Seen properly, this is a welcome announcement:
- it shows observance of the rule of law;
- it protects Bulgaria against political pressures that rely on the argument that it is the soft underbelly of Europe and that its processes are not robust; and
- it improves the value of Bulgarian citizenship for the vast majority of citizen-investors who are law-abiding.
In general, naturalized Bulgarians may have their citizenship revoked in several ways, including:
- where a sentence for a grave criminal offence against the Bulgarian State against a naturalized citizen becomes effective;
- where legal proceedings find that information supplied by the naturalized citizen and which serves as grounds for acquisition of Bulgarian citizenship were false; and/or
- have concealed information or facts which, had they been known, would have been a ground for refusal of Bulgarian citizenship.
Immigrant investors are required to maintain the investment, regardless of whether the investor chooses the Standard Track (~six years and one tranche of ~ €513,000) or the Fast Track (~two years and two tranches, each of ~ €513,000), throughout the entire process of application.
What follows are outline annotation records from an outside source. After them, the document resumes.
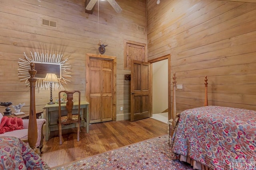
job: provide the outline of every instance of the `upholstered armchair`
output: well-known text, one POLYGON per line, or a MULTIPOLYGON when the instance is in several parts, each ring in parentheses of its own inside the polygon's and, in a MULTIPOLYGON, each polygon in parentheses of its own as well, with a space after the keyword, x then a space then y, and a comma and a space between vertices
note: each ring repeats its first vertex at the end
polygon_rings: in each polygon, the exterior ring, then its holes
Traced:
MULTIPOLYGON (((0 124, 2 122, 2 119, 3 117, 3 115, 0 113, 0 124)), ((15 130, 13 131, 6 132, 4 133, 0 134, 0 136, 12 136, 17 137, 22 139, 25 142, 27 142, 28 133, 28 119, 22 119, 23 123, 23 129, 15 130)), ((42 150, 43 147, 43 135, 42 127, 45 123, 46 120, 44 119, 36 119, 36 123, 37 124, 37 139, 36 147, 40 149, 40 151, 42 150)))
Fast track investors are required to maintain an eligible investment for an extra two years after grant.
Based on the information published, the three individuals whose citizenship has most recently been proposed for removal are said to have failed to maintain their investments at two relevant time points: at the date on which they were recommended and would have otherwise qualified and throughout the two-year period that followed (which applied to them as fast-track applicants).
At the same time, these individuals are three out of more than a hundred who have received approvals from the Bulgarian Ministry of Justice for naturalization on a CBI basis since 2018. These investors would have opportunities to make representations to the authorities and may indeed be making such if they have grounds for doubt that the findings are either substantively or procedurally incorrect.
Moreover, if these individuals lost their original citizenships and are solely Bulgarian citizens at this time, the Bulgarian state would generally be unable to strip them of Bulgarian citizenship.
If the investments were not maintained, it is possible that the investors were not well-advised on their obligations. It is also vitally important for investors wishing to avoid the opprobrium involved in being suspected of such violations – and the frustrations involved in the loss of citizenship – to be advised by professionals including lawyers whom they have independently retained.
If an investor does not have a clear control over their investment or does not understand in detail how the investment is structured, there is a heightened risk that their investment may either not be made properly, or terminated prematurely exposing them to the above difficulties.
As professionals who adhere to high standards and have considerable experience in immigration and nationality matters, NBLO welcomes the news that the Government of Bulgaria is policing its CBI scheme to ensure that it is maintained beyond reproach.